INVESTIGATION OF MOLECULAR FLUOROPHORE UPTAKE BY CONJUGATED POLYMER NANOPARTICLES

Aims

The aim of this work is to better understand the driving forces for molecular doping of a hydrophobic conjugated polymer. Conjugated polymer nanoparticles5 may act as models for the study of molecular transport through a medium and the eventual application of targeted drug delivery systems. Doped conjugated polymer nanoparticles may also have significant potential for sensitive fluorescence-based assays.
By varying the hydrophobicity and/or functional groups of certain laser dye molecules, we intend to study the relative amounts of fluorophore that are incorporated within polymer nanoparticles versus those molecules that merely interact with the nanoparticle surface or stay independently in solution. We intend to consider the phase-change thermodynamics of the molecules as compared to the polymers and to test whether the extent of doping of nanoparticles with small molecules can be accurately predicted.
We intend to follow the uptake of fluorophore in the following way. A given fluorophore may show spectral shifts based on dipole interactions of the excited state with its environment or due to specific fluorophore-solvent interactions . Hence the environment of a given fluorophore may be probed spectroscopically.

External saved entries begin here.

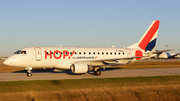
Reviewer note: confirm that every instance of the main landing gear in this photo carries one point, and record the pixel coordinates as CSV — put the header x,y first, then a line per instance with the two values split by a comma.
x,y
97,72
29,72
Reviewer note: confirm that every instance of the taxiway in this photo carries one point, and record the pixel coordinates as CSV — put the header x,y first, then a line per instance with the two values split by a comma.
x,y
109,73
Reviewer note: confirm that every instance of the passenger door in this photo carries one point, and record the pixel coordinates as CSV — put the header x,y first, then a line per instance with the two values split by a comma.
x,y
38,53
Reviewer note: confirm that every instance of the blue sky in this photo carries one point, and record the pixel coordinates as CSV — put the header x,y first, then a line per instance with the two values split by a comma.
x,y
93,23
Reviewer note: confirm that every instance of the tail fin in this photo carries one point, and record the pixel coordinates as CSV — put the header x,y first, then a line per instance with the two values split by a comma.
x,y
148,40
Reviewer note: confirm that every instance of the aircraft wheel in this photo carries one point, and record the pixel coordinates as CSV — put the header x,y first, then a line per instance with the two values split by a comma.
x,y
29,74
98,72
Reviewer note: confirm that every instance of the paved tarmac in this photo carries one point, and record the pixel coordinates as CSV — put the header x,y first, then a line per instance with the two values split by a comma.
x,y
109,73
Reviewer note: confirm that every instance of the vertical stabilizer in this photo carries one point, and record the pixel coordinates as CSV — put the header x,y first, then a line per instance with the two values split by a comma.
x,y
148,40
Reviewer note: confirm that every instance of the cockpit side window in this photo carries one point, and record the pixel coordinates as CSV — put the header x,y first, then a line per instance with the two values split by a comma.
x,y
20,52
23,52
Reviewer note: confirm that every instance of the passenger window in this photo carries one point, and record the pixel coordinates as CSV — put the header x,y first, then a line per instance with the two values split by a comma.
x,y
23,52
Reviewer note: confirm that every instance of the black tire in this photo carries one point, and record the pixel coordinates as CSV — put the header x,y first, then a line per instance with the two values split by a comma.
x,y
98,72
29,74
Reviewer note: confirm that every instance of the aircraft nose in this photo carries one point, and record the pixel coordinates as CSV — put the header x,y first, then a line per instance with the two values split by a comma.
x,y
6,62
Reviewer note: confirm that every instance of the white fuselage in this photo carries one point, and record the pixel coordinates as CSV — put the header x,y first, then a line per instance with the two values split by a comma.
x,y
64,57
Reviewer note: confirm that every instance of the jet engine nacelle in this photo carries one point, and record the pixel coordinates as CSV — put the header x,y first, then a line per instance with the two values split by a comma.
x,y
79,68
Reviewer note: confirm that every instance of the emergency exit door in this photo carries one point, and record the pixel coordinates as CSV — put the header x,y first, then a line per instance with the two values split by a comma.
x,y
38,53
128,52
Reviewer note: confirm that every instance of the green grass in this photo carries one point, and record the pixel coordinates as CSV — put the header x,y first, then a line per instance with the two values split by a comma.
x,y
108,89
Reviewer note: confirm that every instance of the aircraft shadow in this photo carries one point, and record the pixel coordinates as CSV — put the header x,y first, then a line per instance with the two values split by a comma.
x,y
69,72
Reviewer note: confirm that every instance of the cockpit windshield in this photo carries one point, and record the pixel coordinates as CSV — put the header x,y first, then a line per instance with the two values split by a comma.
x,y
20,52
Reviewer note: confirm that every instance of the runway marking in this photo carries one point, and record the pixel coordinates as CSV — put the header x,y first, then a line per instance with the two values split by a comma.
x,y
109,73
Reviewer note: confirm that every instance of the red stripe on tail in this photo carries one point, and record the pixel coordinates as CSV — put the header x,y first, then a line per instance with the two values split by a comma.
x,y
143,44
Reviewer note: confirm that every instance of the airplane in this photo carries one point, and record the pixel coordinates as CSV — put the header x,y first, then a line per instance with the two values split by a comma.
x,y
80,60
167,55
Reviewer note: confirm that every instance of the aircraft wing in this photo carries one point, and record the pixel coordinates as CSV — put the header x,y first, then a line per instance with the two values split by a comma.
x,y
112,59
159,52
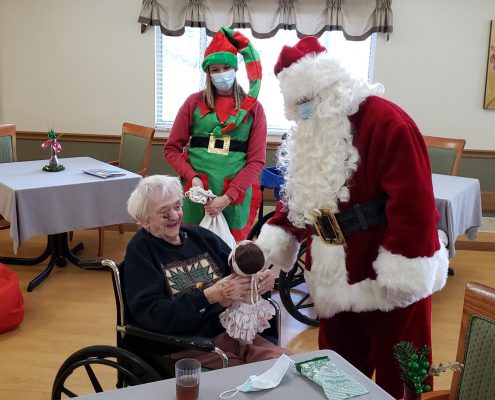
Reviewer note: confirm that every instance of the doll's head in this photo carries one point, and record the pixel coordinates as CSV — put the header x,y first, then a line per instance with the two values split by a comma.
x,y
247,258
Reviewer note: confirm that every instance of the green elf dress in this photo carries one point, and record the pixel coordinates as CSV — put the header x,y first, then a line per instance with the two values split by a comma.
x,y
227,146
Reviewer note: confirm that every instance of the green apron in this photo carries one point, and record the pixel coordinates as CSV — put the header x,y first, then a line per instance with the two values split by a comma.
x,y
220,169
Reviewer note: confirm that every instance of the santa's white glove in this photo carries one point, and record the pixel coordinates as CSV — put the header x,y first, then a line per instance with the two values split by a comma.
x,y
443,238
399,298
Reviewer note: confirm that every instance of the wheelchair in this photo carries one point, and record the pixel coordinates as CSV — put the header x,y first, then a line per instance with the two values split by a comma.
x,y
95,369
291,285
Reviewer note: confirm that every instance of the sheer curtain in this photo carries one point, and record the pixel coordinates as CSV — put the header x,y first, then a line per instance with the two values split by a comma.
x,y
357,19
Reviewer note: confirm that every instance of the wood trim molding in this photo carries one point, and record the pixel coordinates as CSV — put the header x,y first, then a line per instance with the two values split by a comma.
x,y
272,143
488,201
478,153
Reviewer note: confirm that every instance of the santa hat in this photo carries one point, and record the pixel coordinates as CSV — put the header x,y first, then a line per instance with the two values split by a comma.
x,y
307,46
223,50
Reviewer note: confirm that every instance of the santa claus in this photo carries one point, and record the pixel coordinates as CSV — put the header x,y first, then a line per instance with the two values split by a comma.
x,y
358,188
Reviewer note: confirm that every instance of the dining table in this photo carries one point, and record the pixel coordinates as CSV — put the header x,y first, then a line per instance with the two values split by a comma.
x,y
292,386
458,201
37,202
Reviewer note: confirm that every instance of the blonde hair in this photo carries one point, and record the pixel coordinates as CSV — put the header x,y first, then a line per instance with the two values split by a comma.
x,y
210,92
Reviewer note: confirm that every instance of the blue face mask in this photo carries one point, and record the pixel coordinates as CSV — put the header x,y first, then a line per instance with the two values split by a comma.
x,y
267,380
306,109
223,81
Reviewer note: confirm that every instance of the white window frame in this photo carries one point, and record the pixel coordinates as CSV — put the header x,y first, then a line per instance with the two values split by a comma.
x,y
164,124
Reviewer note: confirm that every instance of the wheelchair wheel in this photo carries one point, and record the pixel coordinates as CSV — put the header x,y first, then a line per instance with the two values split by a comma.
x,y
95,369
256,229
294,292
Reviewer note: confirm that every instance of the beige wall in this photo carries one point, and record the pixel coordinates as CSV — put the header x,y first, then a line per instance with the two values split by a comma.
x,y
75,65
83,66
434,66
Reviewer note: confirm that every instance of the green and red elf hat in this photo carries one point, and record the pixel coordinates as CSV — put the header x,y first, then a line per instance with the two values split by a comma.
x,y
223,49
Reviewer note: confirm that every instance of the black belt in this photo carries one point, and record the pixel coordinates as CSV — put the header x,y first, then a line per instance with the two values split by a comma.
x,y
334,228
219,143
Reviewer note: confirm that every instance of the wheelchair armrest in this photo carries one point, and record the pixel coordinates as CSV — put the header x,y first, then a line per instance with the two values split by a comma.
x,y
189,342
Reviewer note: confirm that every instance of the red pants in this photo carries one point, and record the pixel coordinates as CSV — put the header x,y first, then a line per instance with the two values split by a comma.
x,y
367,339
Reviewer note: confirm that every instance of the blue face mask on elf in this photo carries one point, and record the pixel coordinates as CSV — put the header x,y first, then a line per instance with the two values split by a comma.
x,y
306,109
267,380
223,81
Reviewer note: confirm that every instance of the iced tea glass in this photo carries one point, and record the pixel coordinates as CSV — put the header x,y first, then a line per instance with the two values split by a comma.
x,y
187,373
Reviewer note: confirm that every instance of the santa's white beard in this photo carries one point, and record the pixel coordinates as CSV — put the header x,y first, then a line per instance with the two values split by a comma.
x,y
318,158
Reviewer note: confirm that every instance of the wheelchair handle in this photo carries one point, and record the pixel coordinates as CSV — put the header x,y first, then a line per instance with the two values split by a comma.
x,y
97,263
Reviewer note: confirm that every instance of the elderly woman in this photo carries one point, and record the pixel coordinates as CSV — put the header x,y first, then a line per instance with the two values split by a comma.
x,y
177,278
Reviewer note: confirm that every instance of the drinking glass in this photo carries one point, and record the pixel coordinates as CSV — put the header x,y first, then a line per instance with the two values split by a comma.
x,y
187,379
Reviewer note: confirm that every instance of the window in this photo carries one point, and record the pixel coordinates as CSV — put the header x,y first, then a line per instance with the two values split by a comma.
x,y
179,73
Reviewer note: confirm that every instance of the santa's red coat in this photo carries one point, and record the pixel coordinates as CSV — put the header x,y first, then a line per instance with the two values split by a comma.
x,y
390,265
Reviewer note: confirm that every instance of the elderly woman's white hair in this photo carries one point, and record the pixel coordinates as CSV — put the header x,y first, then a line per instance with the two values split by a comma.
x,y
154,185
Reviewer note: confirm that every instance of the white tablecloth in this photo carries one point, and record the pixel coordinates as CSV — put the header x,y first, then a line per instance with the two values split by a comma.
x,y
458,201
213,383
36,202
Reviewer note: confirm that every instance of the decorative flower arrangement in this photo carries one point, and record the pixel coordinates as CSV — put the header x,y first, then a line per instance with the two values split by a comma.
x,y
415,368
55,148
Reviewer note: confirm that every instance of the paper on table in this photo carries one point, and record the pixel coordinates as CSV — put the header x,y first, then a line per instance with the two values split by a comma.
x,y
336,384
103,173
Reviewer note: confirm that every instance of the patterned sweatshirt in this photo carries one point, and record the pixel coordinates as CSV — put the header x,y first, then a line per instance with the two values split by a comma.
x,y
160,284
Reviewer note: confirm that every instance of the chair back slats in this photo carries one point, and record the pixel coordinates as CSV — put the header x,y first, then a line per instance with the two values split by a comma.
x,y
477,380
135,147
445,154
441,160
476,345
133,152
8,152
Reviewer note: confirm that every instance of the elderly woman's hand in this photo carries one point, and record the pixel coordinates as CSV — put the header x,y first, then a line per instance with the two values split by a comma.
x,y
196,181
266,281
228,289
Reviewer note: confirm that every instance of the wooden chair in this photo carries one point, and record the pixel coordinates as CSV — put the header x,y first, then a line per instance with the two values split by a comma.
x,y
445,154
8,153
134,156
476,348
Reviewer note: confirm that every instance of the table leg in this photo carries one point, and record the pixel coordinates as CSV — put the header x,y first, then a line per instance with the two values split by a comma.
x,y
60,253
29,261
57,248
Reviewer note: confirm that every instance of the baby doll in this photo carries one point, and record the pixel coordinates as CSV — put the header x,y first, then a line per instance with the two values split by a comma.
x,y
243,319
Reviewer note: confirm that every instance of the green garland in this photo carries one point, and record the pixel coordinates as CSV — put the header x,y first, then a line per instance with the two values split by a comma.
x,y
414,365
415,368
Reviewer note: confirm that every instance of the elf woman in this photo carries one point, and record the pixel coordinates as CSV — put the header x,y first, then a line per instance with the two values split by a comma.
x,y
225,129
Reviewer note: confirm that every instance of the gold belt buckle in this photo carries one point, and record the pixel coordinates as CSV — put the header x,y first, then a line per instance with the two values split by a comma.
x,y
224,150
339,238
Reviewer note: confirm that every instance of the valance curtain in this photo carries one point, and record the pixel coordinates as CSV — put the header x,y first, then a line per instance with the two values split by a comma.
x,y
357,19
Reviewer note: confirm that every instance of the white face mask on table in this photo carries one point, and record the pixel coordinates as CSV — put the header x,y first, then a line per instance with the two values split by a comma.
x,y
267,380
223,81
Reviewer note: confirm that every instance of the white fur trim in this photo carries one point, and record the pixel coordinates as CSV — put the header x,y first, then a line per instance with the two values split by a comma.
x,y
400,281
279,247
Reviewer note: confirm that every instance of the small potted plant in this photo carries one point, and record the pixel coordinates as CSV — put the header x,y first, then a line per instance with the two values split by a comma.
x,y
55,148
415,369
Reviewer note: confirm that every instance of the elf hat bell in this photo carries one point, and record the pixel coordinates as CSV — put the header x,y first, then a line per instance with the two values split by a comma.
x,y
220,51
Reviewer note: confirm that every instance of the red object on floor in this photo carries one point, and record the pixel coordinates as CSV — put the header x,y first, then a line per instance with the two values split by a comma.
x,y
11,300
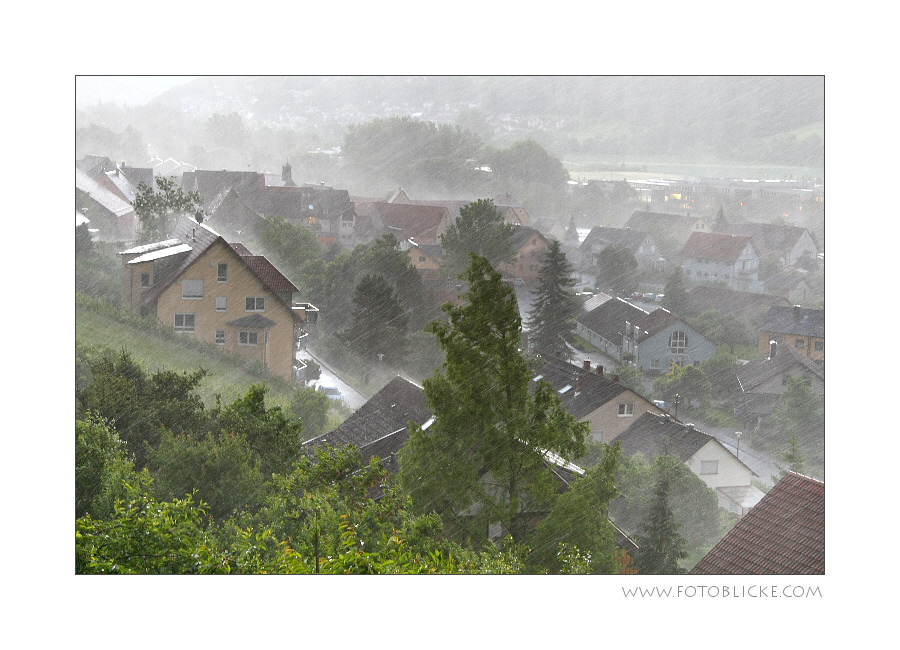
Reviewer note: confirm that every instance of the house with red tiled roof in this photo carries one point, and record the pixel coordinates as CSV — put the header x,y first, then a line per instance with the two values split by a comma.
x,y
732,260
203,287
109,213
783,535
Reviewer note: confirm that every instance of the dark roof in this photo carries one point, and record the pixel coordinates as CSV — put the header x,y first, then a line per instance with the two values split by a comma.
x,y
386,413
587,390
253,320
521,234
657,435
608,320
418,222
768,237
784,534
764,368
715,246
605,236
795,320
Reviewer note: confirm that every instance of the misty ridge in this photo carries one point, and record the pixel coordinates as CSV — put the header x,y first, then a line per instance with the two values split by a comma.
x,y
651,250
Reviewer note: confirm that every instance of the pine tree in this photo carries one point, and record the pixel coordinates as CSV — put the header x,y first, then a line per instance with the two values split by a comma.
x,y
660,545
480,229
555,306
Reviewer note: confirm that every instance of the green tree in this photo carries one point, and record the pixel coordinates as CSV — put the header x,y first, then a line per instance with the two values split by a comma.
x,y
480,230
379,324
555,305
102,467
674,294
159,209
485,449
694,505
617,270
580,520
274,436
140,405
222,471
660,544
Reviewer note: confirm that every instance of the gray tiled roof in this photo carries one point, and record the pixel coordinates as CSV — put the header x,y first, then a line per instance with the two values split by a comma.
x,y
588,390
657,435
387,412
795,320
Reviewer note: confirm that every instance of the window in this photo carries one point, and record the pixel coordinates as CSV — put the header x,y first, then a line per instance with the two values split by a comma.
x,y
678,342
184,322
192,289
626,410
709,467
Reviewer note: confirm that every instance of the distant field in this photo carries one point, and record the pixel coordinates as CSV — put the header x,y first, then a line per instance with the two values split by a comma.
x,y
583,168
226,376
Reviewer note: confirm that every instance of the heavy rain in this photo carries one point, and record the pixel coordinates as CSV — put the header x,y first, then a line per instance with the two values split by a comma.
x,y
545,325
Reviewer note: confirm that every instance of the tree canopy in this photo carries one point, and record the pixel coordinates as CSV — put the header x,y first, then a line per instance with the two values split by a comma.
x,y
480,230
483,459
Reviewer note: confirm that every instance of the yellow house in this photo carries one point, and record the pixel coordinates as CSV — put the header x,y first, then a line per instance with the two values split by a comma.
x,y
202,286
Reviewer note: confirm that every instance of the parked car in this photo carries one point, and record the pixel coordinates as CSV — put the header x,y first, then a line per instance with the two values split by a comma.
x,y
331,391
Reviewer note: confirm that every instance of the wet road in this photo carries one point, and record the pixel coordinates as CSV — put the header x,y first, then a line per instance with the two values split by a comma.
x,y
351,397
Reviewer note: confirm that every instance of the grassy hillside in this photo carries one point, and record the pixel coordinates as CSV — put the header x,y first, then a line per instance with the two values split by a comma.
x,y
99,325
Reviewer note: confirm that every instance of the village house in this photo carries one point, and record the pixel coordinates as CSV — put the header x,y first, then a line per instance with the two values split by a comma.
x,y
676,227
783,535
656,339
529,245
654,435
639,243
594,397
204,287
730,259
797,327
788,245
762,383
326,211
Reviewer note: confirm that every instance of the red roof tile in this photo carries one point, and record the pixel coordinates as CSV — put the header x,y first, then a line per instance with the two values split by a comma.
x,y
783,535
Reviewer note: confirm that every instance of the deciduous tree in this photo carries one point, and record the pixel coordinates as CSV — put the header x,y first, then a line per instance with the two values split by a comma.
x,y
482,460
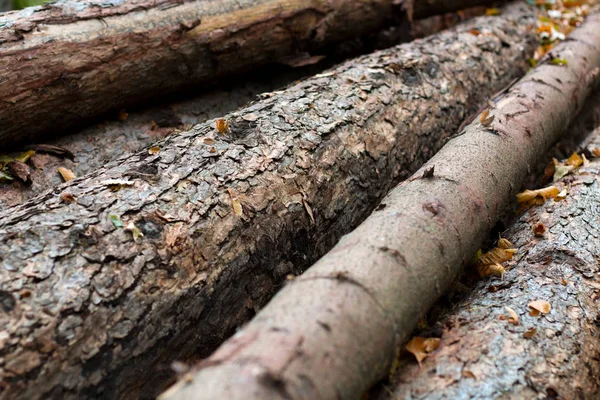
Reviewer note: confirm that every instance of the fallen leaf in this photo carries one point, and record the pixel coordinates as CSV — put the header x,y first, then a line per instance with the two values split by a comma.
x,y
51,149
514,318
539,194
422,347
67,197
222,125
135,231
539,229
235,203
575,160
528,334
66,174
19,169
539,305
468,374
116,221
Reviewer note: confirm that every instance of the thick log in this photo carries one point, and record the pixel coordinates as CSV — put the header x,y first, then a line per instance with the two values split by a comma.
x,y
334,331
556,355
69,60
98,144
91,312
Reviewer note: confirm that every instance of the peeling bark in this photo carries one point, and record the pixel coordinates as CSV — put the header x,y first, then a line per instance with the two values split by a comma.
x,y
100,143
335,330
94,312
481,356
69,60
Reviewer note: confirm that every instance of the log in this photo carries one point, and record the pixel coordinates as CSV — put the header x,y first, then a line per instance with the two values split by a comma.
x,y
91,311
97,144
556,355
334,331
70,60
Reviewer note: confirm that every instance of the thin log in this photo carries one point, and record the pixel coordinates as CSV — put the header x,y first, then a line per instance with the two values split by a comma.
x,y
131,130
334,331
91,311
554,355
69,60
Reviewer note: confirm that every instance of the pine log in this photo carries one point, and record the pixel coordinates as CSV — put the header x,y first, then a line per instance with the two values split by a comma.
x,y
69,60
334,331
97,144
556,355
90,311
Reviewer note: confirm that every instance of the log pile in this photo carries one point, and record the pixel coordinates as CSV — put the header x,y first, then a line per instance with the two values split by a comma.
x,y
141,267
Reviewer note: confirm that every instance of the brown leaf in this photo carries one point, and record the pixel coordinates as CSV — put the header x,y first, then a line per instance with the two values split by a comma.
x,y
543,194
20,170
235,203
514,317
422,347
539,229
528,334
541,306
222,125
51,149
66,174
67,197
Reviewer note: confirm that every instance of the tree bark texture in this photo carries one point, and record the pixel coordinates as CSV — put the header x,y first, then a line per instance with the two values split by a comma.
x,y
335,330
483,357
68,60
98,144
91,312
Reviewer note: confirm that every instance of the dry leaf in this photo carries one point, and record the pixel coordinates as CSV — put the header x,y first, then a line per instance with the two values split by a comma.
x,y
222,125
539,229
468,374
574,160
66,174
235,203
514,318
539,194
422,347
19,169
540,306
135,231
67,197
528,334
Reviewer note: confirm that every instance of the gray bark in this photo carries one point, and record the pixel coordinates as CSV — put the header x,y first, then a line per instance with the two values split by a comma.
x,y
334,331
91,312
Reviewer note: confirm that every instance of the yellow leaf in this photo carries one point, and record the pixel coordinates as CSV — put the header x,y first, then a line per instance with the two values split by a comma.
x,y
514,318
222,125
235,203
66,174
575,160
543,194
422,347
540,305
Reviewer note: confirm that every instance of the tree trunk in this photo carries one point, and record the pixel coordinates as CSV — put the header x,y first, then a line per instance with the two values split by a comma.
x,y
91,312
122,53
98,144
334,331
482,356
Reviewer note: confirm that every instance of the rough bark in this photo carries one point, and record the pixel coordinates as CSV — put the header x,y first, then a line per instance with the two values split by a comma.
x,y
481,356
100,143
91,312
334,331
68,60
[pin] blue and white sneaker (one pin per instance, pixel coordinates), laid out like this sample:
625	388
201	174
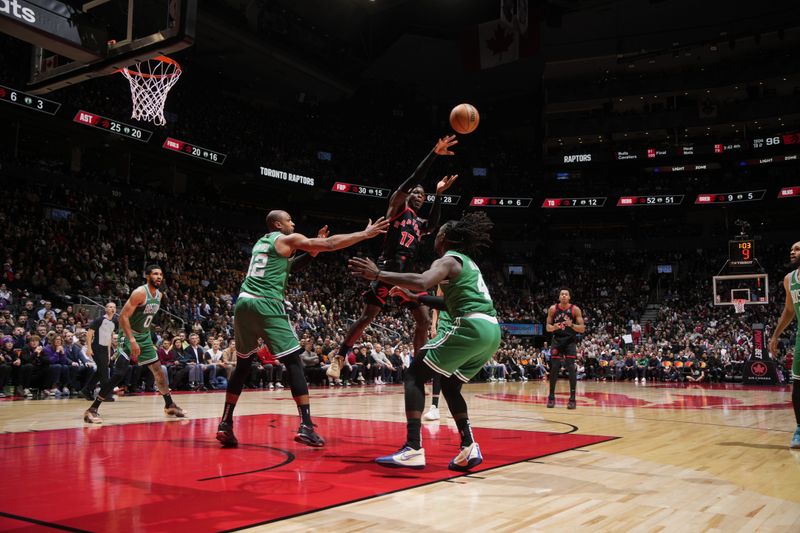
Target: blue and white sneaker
405	457
469	457
795	444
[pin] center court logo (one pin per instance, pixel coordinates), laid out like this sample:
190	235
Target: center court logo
13	8
759	369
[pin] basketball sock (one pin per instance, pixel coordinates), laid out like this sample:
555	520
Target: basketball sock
465	430
297	380
414	433
555	370
437	388
305	414
235	385
573	378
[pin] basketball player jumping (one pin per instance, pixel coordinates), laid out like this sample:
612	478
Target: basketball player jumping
564	321
400	249
136	345
260	314
791	311
459	351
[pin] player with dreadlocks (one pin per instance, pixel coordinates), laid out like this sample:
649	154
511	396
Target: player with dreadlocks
459	351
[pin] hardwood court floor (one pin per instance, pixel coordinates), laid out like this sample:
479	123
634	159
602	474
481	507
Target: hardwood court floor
683	459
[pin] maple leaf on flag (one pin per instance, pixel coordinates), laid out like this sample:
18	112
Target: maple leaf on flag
500	41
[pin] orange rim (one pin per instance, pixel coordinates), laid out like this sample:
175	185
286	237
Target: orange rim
163	59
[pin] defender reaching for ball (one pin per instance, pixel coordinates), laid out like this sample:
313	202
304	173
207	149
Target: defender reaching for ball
260	314
459	351
400	249
791	311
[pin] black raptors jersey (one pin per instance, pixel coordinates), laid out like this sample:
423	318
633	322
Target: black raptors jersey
401	242
563	335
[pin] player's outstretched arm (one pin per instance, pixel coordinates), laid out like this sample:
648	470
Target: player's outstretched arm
287	244
137	298
398	198
443	268
784	320
578	326
550	327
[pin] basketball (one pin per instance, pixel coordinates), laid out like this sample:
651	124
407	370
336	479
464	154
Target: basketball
464	118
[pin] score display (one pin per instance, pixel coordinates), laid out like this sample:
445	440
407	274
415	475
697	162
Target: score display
31	101
741	253
789	192
113	126
653	199
361	190
589	201
195	151
447	199
730	197
493	201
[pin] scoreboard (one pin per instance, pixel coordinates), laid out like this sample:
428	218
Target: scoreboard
588	201
741	252
730	197
112	126
649	200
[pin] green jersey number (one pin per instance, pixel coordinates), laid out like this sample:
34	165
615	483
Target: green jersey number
258	265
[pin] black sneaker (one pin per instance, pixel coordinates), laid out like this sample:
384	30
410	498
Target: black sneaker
225	435
306	435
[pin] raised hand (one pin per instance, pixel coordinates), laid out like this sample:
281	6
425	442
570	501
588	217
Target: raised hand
445	183
363	268
444	144
380	226
404	294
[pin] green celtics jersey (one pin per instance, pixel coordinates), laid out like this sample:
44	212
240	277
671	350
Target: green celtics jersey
143	315
468	292
794	292
268	270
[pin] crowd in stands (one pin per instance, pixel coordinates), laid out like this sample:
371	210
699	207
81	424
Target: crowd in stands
60	242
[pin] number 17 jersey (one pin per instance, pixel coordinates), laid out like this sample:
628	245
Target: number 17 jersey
268	271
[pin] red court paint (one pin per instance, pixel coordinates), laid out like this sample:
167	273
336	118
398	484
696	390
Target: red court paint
670	401
173	476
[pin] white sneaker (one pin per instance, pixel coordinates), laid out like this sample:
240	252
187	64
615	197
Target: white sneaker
469	457
406	457
335	370
432	414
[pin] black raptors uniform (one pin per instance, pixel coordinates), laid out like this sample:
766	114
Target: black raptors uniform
400	246
564	338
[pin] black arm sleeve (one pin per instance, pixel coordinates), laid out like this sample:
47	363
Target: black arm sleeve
434	302
300	262
419	174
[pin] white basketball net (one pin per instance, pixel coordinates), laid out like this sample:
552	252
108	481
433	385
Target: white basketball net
150	82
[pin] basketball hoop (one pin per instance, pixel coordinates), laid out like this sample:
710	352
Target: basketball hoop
150	82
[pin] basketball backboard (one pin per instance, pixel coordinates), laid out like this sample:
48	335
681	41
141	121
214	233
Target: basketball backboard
76	40
752	288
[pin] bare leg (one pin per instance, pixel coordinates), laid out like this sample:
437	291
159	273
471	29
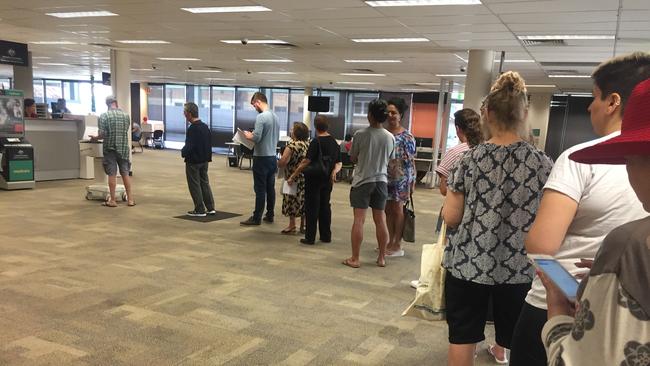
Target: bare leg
381	231
357	234
112	183
461	354
127	185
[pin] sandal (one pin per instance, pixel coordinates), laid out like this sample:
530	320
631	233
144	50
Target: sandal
351	264
502	361
289	230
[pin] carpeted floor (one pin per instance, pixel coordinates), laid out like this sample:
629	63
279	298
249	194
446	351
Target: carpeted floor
82	284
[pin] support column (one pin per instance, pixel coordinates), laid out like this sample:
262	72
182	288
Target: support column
539	110
479	77
24	78
306	114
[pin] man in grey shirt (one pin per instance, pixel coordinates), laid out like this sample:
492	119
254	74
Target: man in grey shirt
265	163
372	148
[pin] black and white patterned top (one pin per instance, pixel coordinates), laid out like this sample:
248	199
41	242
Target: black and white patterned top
502	186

Background and Significance

A variety of inherited and acquired diseases may be treated through the delivery of DNA into cells under the umbrella of gene therapy. Viruses have been thought as the carrier of choice because of their ability to enter the cell. However, as a result of long-term safety, inert polymer materials are being considered the future gene carriers of choice. Drug release by polymers may not be restricted to gene therapy but in general the release of a drug from an inert polymer medium will be a critical factor for the effectiveness of the treatment.

Conjugated polymers have been shown to demonstrate optical absorption and fluorescence characteristics that vary greatly depending on the conformation of the polymer . It has also been shown that, through clever variation of solvent quality, an aqueous dispersion of nanoparticles of such polymers can be formed . These nanoparticles can be formed with a range of diameters (10-30nm). We believe that the polymer may act as an important model system for drug delivery vehicles. We believe that the unique properties of this polymer provide an excellent analog for studying the diffusion of molecules into and out of an inert drug delivery system, as a function of the hydrophobicity of a surrounding membrane, protein or solvent.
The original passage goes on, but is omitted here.